Features (Characteristics) of Firms under oligopoly
- Few firms of varying sizes, that is some firms are large and well established while others are small and not well established.
- Close interdependence among firms. Each firm is concerned with the activities and decisions made by other firms so as to make a right reaction. Any decision made by one firm, leads to a counter decision by other firms. For example, when one firm increases the price other firms may not increase, but when it reduces the price, other firms may also reduce
- Intensive advertisement. Under oligopoly, there is a lot of advertisement and failure to advertise means loss of consumers (customers) and a sign of weakness. Advertisement is done through the media, trade shows, giving free samples etc.
- There is no unique pattern of pricing, This is because each firm wants to remain independent so as to maximize profits.
- There is stiff (cut throat) competition among firms. That is each firm acts in such a way to out compete other firms. This brings about intensive advertisement.
- There is existence of price rigidity. Prices under this market structure tend to be stable or rigid for a long time despite the changes in the costs of production.
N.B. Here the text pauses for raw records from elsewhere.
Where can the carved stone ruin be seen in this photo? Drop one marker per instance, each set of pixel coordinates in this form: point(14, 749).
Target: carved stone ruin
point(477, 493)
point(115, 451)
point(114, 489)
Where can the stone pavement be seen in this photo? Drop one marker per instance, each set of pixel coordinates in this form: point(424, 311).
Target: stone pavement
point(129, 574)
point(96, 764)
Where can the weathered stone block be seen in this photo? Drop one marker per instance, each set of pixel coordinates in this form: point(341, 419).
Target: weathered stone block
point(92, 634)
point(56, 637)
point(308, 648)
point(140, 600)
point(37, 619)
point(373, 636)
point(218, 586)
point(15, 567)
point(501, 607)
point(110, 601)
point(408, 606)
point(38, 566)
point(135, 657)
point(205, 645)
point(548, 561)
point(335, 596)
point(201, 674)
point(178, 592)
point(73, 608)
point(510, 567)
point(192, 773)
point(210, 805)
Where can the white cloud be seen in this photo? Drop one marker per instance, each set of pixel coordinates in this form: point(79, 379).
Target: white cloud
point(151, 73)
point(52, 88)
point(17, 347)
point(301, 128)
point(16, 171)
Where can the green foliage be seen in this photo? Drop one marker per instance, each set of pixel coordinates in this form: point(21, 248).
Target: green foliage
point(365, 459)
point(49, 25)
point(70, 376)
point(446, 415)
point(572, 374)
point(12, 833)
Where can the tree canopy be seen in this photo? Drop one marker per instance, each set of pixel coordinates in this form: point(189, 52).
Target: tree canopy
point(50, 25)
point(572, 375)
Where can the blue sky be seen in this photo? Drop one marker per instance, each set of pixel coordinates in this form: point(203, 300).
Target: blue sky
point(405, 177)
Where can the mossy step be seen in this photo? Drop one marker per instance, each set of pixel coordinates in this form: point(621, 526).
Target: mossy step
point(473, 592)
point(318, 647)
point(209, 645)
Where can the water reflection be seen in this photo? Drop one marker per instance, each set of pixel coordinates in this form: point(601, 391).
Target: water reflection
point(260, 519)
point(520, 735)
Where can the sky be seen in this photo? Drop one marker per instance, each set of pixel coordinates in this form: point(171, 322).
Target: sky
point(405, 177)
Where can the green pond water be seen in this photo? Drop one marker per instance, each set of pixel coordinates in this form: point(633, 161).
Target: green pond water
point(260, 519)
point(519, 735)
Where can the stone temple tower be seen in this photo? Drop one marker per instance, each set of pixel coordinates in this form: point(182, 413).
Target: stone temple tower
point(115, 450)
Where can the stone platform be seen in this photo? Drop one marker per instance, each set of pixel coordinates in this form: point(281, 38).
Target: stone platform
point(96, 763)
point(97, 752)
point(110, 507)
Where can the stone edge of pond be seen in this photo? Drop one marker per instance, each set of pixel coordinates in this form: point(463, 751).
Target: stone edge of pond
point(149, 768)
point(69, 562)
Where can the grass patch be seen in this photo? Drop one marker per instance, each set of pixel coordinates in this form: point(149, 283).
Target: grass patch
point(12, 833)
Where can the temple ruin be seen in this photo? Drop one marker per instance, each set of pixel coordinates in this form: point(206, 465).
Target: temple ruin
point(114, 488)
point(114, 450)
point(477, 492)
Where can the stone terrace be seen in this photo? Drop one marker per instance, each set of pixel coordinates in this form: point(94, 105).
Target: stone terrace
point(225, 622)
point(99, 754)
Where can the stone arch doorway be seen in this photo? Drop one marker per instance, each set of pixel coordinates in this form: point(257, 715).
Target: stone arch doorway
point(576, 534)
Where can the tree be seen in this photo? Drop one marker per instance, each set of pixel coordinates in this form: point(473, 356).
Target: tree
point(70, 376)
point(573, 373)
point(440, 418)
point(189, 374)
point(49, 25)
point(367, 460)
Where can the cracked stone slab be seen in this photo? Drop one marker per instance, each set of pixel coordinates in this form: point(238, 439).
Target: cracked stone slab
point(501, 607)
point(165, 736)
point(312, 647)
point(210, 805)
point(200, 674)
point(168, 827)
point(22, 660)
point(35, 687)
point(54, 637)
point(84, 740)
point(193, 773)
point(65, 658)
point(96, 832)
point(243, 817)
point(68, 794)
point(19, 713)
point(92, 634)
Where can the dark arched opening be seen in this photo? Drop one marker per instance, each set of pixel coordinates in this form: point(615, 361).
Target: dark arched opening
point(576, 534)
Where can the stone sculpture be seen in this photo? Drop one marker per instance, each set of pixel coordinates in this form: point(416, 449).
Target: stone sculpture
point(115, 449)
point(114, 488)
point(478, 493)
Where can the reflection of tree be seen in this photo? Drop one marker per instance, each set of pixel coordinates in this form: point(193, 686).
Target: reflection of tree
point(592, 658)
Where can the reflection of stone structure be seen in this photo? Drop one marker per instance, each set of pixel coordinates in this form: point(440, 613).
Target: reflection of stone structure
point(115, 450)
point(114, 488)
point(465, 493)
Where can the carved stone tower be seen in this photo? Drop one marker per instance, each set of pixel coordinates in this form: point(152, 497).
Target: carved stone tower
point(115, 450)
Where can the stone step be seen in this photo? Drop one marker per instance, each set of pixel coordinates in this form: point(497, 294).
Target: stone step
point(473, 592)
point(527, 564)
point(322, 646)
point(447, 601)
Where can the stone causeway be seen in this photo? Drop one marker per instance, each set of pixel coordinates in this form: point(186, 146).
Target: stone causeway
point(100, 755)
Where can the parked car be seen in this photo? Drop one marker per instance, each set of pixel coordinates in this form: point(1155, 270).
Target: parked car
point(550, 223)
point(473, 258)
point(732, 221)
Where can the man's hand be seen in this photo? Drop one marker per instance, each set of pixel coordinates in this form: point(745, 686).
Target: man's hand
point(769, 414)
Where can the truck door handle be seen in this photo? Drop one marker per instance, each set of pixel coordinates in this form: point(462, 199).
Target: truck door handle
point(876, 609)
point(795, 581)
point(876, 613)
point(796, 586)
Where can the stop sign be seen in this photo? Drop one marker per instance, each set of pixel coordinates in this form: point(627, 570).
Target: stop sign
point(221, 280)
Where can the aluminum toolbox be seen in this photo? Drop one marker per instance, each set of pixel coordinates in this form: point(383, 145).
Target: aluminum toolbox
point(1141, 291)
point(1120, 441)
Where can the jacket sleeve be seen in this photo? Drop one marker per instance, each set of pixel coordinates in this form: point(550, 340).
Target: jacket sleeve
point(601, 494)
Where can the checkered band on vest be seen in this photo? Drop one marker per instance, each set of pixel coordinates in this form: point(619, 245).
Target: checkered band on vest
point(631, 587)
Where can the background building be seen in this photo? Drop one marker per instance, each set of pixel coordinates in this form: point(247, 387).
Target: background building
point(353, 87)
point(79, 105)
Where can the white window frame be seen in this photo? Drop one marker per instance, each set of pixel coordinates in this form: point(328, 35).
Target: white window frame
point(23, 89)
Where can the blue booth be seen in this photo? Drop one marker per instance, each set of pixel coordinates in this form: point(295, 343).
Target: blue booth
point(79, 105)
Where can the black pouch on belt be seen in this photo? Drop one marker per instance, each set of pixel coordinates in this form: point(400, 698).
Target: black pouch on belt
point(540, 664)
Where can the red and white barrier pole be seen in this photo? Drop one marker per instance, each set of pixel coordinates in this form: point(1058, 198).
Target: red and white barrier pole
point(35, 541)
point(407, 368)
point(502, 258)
- The major aim of the firms is profit maximization, Firms produce in such a way to maximize profits and minimize costs.
- Firms are price makers. That is, they have control over the prices of their brands.
- There is existence of product differentiation under imperfect oligopoly and production of homogeneous products under pure oligopoly.
- There is high degree of uncertainty among firms. That is, the decisions made by one firm may, lead to unexpected reactions by other firms. For example when one firm reduces the price, it is not aware of how other firms will react.
- There is restricted entry. It is difficult to enter into this industry because of the large size of the already existing firms and huge capital required to enter into the industry.
- Firms have a kinked demand curve. The demand curve is elastic above the kink and is inelastic below the kink.
- There is wide spread use of non-price competition. Non price competition refers to a situation where rival firms compete by using other means other than changing (adjusting) the price of the commodity. For example use of advertisement, carrying out after sales promotion, sponsoring games and sports etc.